2. System Architecture

As is the case with many other regional hospitals, Puli Christian Hospital lacks the financial resources to purchase expensive PACS facilities. In order to reduce costs and use the current available resource, and also because of the availability of the personal computer, this PCH-PACS system is developed based on the PC-Windows platform. One immediate and obvious advantage to this is that there is virtually no training expenses involved since the Windows-based operating system is very popular in this country. Basically, this system can be divided into two parts: database design and image processing (including acquisition and retrieval). This system evolved in several distinct stages. Originally it was built under Visual Basic and Access databases. Later, the VBA (Visual Basic Applications) embedded with the Access component was used as the front end program, and the SQL server was used as the back end database. After the Microsoft Company came out with their new Operating System and software, this system incorporated the advantage of the continuous update feature, giving it better stability under the Microsoft XP .NET framework. Figure 1 shows this in-house self-made software system.

Figure 1 The self-made PACS system used in PCH.

2.1. Medical Database Design

In order to synchronize the PACS system with the original Healthcare Information System (HIS) and to reduce the development costs, the minimum requirement for the database is that the PACS system database schema should be designed to fit for implementation in a relational database.
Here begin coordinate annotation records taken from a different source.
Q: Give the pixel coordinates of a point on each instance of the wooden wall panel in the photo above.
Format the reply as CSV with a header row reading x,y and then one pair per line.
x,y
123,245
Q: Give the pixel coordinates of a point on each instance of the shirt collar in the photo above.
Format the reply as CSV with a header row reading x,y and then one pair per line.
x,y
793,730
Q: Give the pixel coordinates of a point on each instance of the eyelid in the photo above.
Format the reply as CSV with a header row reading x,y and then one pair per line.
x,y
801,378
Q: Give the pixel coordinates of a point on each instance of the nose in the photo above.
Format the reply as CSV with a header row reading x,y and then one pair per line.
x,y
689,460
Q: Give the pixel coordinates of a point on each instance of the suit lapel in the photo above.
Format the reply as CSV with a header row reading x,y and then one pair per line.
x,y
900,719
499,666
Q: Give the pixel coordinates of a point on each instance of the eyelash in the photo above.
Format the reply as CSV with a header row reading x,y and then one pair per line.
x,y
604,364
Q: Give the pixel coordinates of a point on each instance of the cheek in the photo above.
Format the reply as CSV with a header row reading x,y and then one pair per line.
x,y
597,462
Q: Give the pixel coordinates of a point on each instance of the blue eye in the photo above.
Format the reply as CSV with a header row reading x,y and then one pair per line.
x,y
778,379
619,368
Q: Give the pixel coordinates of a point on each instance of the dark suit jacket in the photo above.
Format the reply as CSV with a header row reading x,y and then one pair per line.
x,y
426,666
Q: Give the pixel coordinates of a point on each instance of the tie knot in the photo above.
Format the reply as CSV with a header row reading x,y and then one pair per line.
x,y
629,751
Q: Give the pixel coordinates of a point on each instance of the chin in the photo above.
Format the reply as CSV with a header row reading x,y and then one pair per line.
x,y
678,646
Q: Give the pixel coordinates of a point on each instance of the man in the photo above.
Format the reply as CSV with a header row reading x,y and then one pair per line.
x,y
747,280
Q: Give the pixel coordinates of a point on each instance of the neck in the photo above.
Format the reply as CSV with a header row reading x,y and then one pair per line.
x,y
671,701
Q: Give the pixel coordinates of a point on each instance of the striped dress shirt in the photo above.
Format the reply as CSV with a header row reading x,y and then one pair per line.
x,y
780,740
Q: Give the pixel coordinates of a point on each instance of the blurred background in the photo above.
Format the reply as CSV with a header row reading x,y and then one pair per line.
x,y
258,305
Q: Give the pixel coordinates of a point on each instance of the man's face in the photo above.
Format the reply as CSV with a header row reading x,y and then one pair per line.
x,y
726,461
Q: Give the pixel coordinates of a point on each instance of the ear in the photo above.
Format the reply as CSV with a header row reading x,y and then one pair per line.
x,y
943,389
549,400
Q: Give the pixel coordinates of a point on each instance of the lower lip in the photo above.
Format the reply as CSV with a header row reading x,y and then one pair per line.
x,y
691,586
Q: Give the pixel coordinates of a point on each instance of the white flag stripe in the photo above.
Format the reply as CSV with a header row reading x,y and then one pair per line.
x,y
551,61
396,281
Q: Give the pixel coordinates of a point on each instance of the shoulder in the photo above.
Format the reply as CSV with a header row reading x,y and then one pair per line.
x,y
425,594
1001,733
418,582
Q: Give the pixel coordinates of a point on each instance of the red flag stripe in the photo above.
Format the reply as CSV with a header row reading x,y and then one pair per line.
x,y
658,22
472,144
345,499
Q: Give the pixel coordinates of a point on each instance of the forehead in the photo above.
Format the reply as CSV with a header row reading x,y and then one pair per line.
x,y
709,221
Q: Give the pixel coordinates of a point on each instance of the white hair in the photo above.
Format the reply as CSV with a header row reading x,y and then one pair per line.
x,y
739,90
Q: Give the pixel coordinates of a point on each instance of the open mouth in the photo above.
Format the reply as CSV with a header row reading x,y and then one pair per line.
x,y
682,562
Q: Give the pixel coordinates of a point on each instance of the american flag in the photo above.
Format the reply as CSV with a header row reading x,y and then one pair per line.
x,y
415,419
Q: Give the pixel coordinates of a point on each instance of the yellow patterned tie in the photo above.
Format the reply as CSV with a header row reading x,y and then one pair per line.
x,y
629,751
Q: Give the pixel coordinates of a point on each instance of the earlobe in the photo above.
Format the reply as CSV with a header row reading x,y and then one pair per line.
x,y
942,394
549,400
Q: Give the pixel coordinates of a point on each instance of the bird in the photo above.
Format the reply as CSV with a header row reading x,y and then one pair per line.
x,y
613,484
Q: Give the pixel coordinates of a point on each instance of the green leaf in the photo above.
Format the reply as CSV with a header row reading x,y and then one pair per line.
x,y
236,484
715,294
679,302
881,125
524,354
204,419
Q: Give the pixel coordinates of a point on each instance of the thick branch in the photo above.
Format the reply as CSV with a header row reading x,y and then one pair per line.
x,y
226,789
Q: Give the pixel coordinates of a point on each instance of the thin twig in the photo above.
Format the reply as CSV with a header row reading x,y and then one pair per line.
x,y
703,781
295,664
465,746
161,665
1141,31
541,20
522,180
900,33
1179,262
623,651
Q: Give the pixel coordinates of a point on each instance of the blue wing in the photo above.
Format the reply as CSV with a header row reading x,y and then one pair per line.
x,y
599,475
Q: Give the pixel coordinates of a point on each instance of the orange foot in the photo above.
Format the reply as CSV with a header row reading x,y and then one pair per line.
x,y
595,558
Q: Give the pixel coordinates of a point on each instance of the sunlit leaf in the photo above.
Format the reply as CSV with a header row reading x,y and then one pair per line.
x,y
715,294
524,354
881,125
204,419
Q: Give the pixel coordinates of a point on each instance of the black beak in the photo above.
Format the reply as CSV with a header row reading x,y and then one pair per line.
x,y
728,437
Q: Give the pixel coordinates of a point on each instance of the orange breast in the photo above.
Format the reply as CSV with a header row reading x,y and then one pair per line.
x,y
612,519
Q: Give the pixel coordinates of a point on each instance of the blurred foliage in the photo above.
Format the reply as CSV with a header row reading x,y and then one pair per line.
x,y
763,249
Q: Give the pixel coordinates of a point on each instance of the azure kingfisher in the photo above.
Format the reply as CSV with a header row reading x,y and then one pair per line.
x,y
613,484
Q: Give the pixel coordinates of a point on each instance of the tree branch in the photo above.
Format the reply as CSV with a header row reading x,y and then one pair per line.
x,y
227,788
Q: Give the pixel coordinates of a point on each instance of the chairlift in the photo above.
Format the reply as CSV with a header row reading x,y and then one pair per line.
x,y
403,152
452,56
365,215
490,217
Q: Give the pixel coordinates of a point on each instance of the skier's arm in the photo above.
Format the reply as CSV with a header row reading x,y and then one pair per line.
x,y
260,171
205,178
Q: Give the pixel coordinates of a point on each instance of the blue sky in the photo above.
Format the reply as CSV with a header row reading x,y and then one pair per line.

In addition, the medical database management systems and applications developed to manipulate data stored in databases should provide reporting functions easily and communicating with other packages effortlessly. The Access and SQL database were chosen because of these flexibilities. Access is embedded with VBA as the front end program, and the SQL server is used as the back end database server. The SQL server is a robust database; it can handle huge dataset even if they are located on different hard drives. They are Microsoft software and can embed other Microsoft components. Their statistical functions are useful and can be adopted for medical statistical reports. The data integrity features allow them to maintain consistent medical data constraint when new records are added to the database. The data security feature is capable of protecting sensitive information with varying levels of access privileges. The concurrency control allows different physicians to access, manipulate and update this database simultaneous at the same time in different locations. Automatic periodically backup is performed to protect this medical database. Either from the viewing workstation or from the server, the strong backup system protects the electronic health records and the medical images well. After years of operations under real-life situations, it has been determined that a robust database is the foundation of a successful PACS system. This medical database not only may be used to store the information securely, but it can also function as a communication channel to provide fast and accurate data retrieval and display.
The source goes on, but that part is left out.